I have recently study two correlation between gene content in each gene
from a gene family "GF" (7 genes) and a biological trait, say trait
A. The 7 genes are expected to show a high level of dependency (i.e. If
there are no measurement error or saturation effect, the background
theory tell us that all the genes are expected to show similar patterns
of evolution, so if we observe a correlation between gene content in
gene 1 and trait A for example, we expect strongly to see this
correlation in the 6 remaining genes).

I have used non-parametric correlation test (Spearman) in order to
explore the "hypothesis" (correlation between gene content and trait
A).
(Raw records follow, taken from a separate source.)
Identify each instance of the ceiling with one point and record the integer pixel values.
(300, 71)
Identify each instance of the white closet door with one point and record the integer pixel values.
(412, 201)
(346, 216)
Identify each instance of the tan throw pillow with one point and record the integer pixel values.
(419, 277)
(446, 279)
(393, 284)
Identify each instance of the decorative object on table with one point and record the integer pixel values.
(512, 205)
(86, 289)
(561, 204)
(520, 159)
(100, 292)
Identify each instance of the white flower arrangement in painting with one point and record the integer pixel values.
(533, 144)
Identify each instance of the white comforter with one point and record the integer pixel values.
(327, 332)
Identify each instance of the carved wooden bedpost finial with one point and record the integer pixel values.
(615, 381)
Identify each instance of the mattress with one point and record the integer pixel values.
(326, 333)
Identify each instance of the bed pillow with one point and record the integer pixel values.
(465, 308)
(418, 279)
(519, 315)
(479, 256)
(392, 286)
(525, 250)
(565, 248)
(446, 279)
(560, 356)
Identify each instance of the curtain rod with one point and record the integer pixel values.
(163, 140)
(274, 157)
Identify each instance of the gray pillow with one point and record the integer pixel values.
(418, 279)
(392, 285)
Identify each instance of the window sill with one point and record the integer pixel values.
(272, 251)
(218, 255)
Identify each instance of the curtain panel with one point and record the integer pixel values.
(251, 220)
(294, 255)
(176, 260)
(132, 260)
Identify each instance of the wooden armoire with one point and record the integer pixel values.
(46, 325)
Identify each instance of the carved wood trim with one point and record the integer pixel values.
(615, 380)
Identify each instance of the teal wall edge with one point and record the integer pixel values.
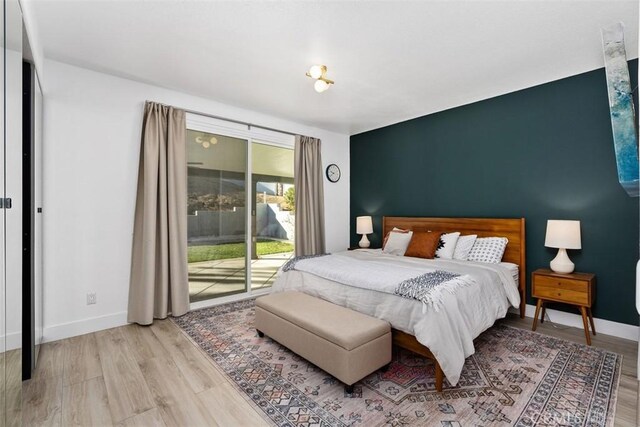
(541, 153)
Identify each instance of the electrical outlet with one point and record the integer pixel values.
(91, 298)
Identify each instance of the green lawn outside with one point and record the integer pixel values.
(235, 250)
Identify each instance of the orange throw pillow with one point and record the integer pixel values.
(423, 244)
(395, 230)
I am not really interested by observing or not a relationship in
one particular gene, but by what the 7 genes together could tell me. In
fact this remark highlight the concept that I really misunderstand:
"hypothesis". Indeed, I wonder whether I test:
1/ seven different (but dependent) hypotheses:
"Null hypothese 1: no correlation between gene content in gene 1 and
trait A"
"Null hypothese 2: no correlation between gene content in gene 2 and
trait A"
....
"Null hypothese 7: no correlation between gene content in gene 7 and
trait A"

2/ OR if I test only one global hypothesis:
"Null hypothese: no correlation between gene content in the gene
family "GF" and trait A"
And the seven genes correspond to 7 sub-samples with which the
relationship is tested.

First I don't really know in which case I am, do I test several
hypothesis or do I test only one hypothesis? If you could help me to
understand this basic thing I guess it will be really helpful to me!!
If I am in the first case, I guess that I have to use multiple
correction in order to control increase of type I error. But could I
try to combine p-value, or combining methods are dedicated only to
combine outputs of multiple test of the same hypothesis?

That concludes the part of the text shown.